The certainty of the amount payable was not discussed in the judgment of this court in the John Burrows case, either as to principal or interest, simply because it was not considered to be in issue.
If the maker of such a note, as was considered in that case, pays part of the principal prior to maturity, he pro tanto discharges it and would be wise to have the partial discharge acknowledged in writing on the instrument. He would otherwise run the risk of paying twice should the note be delivered to a holder in due course, who would have no reason to presume that the maker has availed himself of the prepayment privilege.

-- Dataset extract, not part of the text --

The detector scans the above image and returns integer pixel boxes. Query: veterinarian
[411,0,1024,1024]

With respect to the time of payment, such a note is even more certain than a note payable on demand since it states a definite date beyond which it cannot run. There is no uncertainty as to the amount of principal payable: insofar as a holder in due course is concerned, the full amount is payable, less the amount of such prepayments as may have been acknowledged in writing on the instrument. As in the case of a note payable on demand, the amount of interest can be calculated at all times on the basis of the full amount of the principal or of what remains of it on the face of the document. It is true that a new prepayment on account of principal might be forthcoming and this creates a degree of uncertainty relating to the exact amount of interest that will ultimately be payable. But such uncertainty is of the same nature as the uncertainty of the amount of interest ultimately payable in the case of a note payable on demand, although it depends on the option of the maker, not the holder.
The note considered in the John Burrows case was thus sufficiently certain on its face with respect to its essential elements to comply with the requirements of negotiability."